STEPS TO FOLLOW TO REPRODUCE THE PROBLEM :
J2EE Application client downloaded and run via Java Web Start. Client initiates an rmi/iiop connection wrapped by the T3 protocol for WebLogic. If the client is fully downloaded and run, the connection works without issue. If the client is run from cache, on-line, a generic RMI CORBA exception is thrown.
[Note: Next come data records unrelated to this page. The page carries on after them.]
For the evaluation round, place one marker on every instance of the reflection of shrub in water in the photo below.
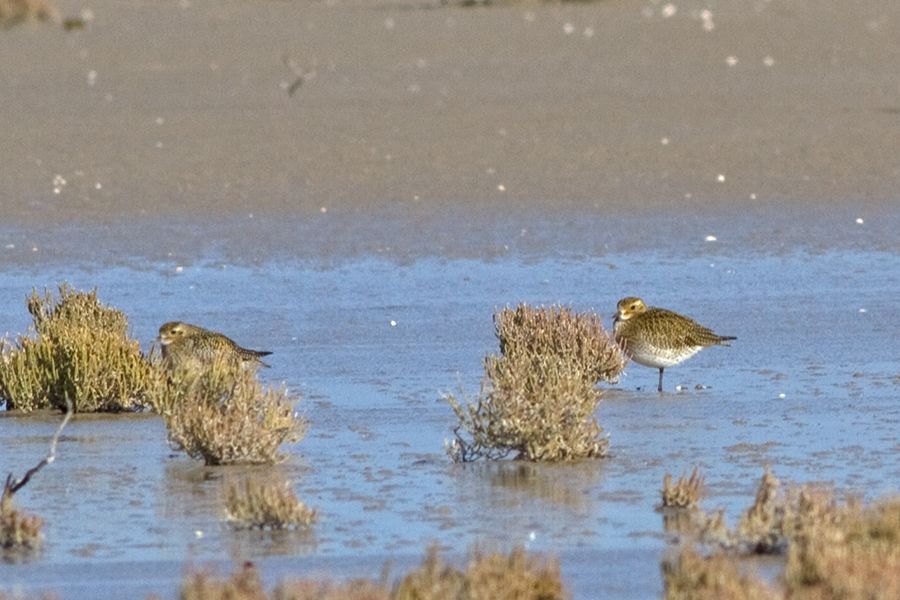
(224, 415)
(259, 505)
(833, 549)
(516, 576)
(690, 576)
(684, 493)
(81, 351)
(20, 533)
(13, 12)
(539, 395)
EXPECTED VERSUS ACTUAL BEHAVIOR :
EXPECTED -
Expect the cached version of the application to work exactly the same as a newly downloaded version.
ACTUAL -
Cached version fails
REPRODUCIBILITY :
This bug can be reproduced always.
---------- BEGIN SOURCE ----------
<?xml version="1.0" encoding="UTF-8"?>
<jnlp codebase="$$context" spec="1.0+" href="$$context/Ajility.jnlp">
<!--Provide application information-->
<information>
<title>Ajility Client</title>
<vendor>Columbia Ultimate</vendor>
<homepage href="index.html"/>
<description>Ajility Client Installation with Java Web Start</description>
<description kind="short">Ajility Client</description>
<icon href="$$context/cu/images/Ajility_logo.jpg"/>
</information>
<!--Set security for sandbox-->
<security>
<all-permissions/>
</security>
<update check="always"/>
<resources>
<!--Set properties that will be used as JVM -D arguments-->
<j2se version="1.6"/>
<property name="java.naming.factory.initial" value="weblogic.jndi.WLInitialContextFactory"/>
<property name="java.naming.provider.url" value="t3://eng-build1:7001"/>
<property name="java.security.auth.login.config" value="$$context/cu/properties/jaas_client.conf"/>
<property name="java.security.policy" value="$$context/cu/properties/java.policy"/>
<property name="appserver.connector.class" value="com.cu.ajility.appserver.weblogic.WebLogicConnector"/>
<!--Resource jar with MAIN-->
<jar href="cu/lib/AjilityGUI.jar"/>
<jar href="cu/lib/AjilityCommon.jar"/>
<jar href="cu/lib/AjilityConnectors.jar"/>
<jar href="cu/lib/core.commands.jar"/>
<jar href="cu/lib/core.runtime.jar"/>
<jar href="cu/lib/equinox.common.jar"/>
<jar href="cu/lib/equinox.registry.jar"/>
<jar href="cu/lib/jface.jar"/>
<jar href="cu/lib/jface.text.jar"/>
<jar href="cu/lib/osgi.jar"/>
<jar href="cu/lib/ui.forms.jar"/>
<jar href="cu/lib/alm.jar"/>
<jar href="cu/lib/log4j.jar"/>
<jar href="cu/lib/joda-time-1.6.jar"/>
<jar href="cu/lib/wlclient.jar"/>
<jar href="cu/lib/webserviceclient+ssl.jar"/>
<jar href="cu/lib/com.bea.core.descriptor.wl_1.1.0.0.jar"/>
<jar href="cu/lib/wlfullclient.jar"/>
<jar href="cu/lib/wls-api.jar"/>
</resources>
<resources os="Windows" arch="amd64">
<jar href="cu/lib/64/swt.jar"/>
</resources>
<resources os="Windows" arch="x86">
<jar href="cu/lib/32/swt.jar"/>
</resources>
<application-desc/>
</jnlp>
---------- END SOURCE ----------
CUSTOMER SUBMITTED WORKAROUND :
Disable Mixed Code Security in the Java Control Panel.
SUPPORT :
YES
Release Regression From : 6u18
The above release value was the last known release where this
bug was not reproducible. Since then there has been a regression.